The trajectory of Philip’s priestly and ministerial life passed through the matrix of the ABM in key ways. As was so often the case in the time when ABM called, sponsored and sent Australian Anglicans into a global mission field, the House of the Epiphany in Stanmore was at hand.
Philip and Margaret were there for the 1961 program. Margaret said of their time there, “One of the many things that ABM’s House of the Epiphany did was enable adults to begin to learn to live in close proximity with those who were initially strangers… Philip and I were given the opportunity to complete a Graduate Diploma in Anthropology at Sydney University – helping to form a life-long mindset towards people in general, and in the short term, readiness for respectful and fruitful contact with the Indian and Fijian cultures of Fiji.”

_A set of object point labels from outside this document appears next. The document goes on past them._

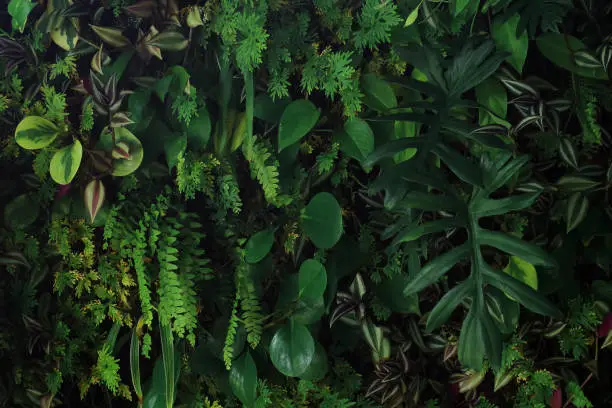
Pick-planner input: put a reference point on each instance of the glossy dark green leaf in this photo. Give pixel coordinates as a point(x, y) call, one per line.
point(447, 304)
point(312, 280)
point(378, 94)
point(461, 166)
point(322, 220)
point(292, 349)
point(523, 293)
point(515, 246)
point(259, 245)
point(298, 118)
point(243, 379)
point(436, 268)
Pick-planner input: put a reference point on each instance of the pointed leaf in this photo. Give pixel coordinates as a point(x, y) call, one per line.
point(34, 132)
point(435, 269)
point(298, 118)
point(65, 163)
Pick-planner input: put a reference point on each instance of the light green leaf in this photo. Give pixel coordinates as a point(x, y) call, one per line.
point(65, 163)
point(492, 95)
point(259, 245)
point(19, 11)
point(505, 38)
point(560, 50)
point(34, 132)
point(577, 209)
point(292, 349)
point(299, 117)
point(322, 220)
point(243, 379)
point(312, 280)
point(378, 94)
point(358, 139)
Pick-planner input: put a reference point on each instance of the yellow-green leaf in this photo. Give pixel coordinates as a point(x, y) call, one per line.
point(65, 163)
point(34, 132)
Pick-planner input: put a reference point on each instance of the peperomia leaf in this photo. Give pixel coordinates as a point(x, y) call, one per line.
point(292, 349)
point(322, 220)
point(65, 163)
point(34, 132)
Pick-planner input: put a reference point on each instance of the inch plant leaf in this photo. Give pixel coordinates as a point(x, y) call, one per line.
point(292, 349)
point(322, 220)
point(312, 280)
point(506, 39)
point(243, 379)
point(436, 268)
point(34, 132)
point(577, 209)
point(65, 163)
point(523, 293)
point(378, 94)
point(259, 245)
point(447, 304)
point(298, 118)
point(515, 246)
point(560, 49)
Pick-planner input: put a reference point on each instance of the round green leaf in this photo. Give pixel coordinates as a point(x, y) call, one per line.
point(322, 220)
point(21, 212)
point(312, 280)
point(298, 119)
point(34, 132)
point(65, 163)
point(560, 48)
point(318, 366)
point(259, 245)
point(198, 132)
point(378, 94)
point(292, 349)
point(243, 379)
point(357, 139)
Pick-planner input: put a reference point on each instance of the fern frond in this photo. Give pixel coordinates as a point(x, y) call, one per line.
point(232, 327)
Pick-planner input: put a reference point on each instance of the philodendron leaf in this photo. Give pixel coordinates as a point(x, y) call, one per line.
point(312, 280)
point(322, 220)
point(577, 208)
point(65, 163)
point(243, 379)
point(436, 268)
point(259, 245)
point(298, 118)
point(19, 11)
point(34, 132)
point(94, 198)
point(292, 349)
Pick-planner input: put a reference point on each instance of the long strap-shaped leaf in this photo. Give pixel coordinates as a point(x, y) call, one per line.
point(525, 295)
point(515, 246)
point(435, 269)
point(168, 359)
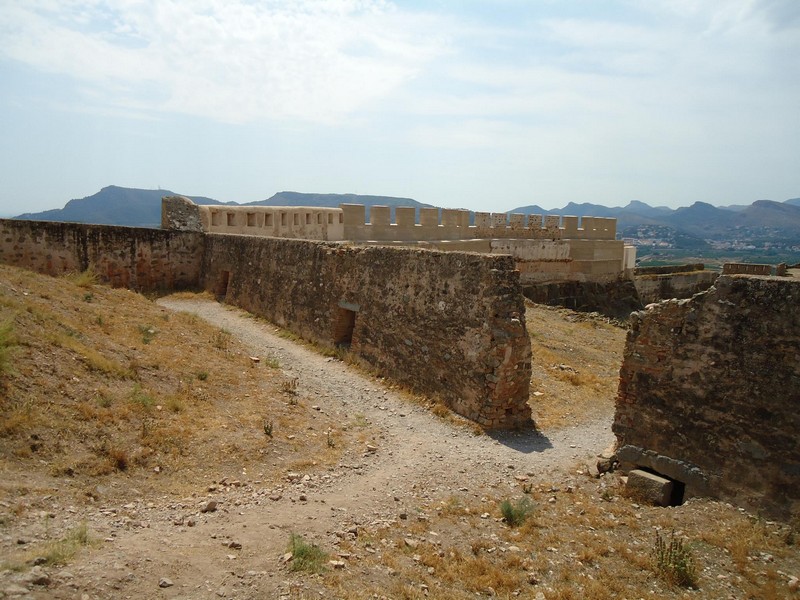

They had married at St Luke’s Mosman in 1956 and Philip completed a Law degree at the University of Sydney in 1957. In the same year, following studies at St John’s Morpeth, he was ordained deacon and following further Theological studies was ordained priest in 1959. After initial ministry in St Matthew’s Albury, the drive to mission took them through the House of the Epiphany and then (with some post graduate anthropology added) to eleven fruitful years as missionaries in Fiji (1962-1973).
Reflections on those times were given in eulogies by family members and the depths within them were also reflected in correspondence from Fiji that is imbued with the reality of Philip and Margaret’s ministry from forty to fifty years ago. Archbishop Emeritus of the Diocese of Polynesia, Winston Halapua, wrote this:
As a young man in my last year of training at St John’s. I was sent to Ba for ministry formation. I am very grateful for [Philip’s] contribution in shaping my ministry. I saw firsthand the integrity of his whole life – the balance of worship, ministry and family life. Later I witnessed his powerful evangelistic ministry . . .
ABM acknowledged Philip and Margaret’s service to mission with the 2018 award of the Coaldrake Medal. Frank Coaldrake was prime mover in the establishment of the House of the Epiphany. His time in Japan may have in part inspired the Thirlwells in further service, this time with the Mission to Seamen in Kobe, Japan (1989-1992).
Standing clear as a thread within Fr Philip’s life was a love of languages and of learning in general. In Fiji his mastery of Hindi was part of his enmeshing with the world in which he ministered. Before his time in Japan, he completed an Arts degree at the University of Newcastle in Japanese and French. He was an accomplished poet and a musician – and all these graces were brought into the personal sphere of his primary vocation.
Amongst the eulogies is a remark that when Philip and Margaret returned to Australia in 1973, they felt they had returned to a country very different from the one they had left eleven years before. Perhaps it is too easy for me to quote Newman’s famous dictum: ”To live is to change and to change often is to be made perfect”. It is clear to me, as I collate and form appreciations of the lives of ABM missionaries, just how much the life of faith changed in many ways in the Australia of the 1960s.
May lives that witnessed to Christ in their day continue to provoke and inspire in succeeding decades.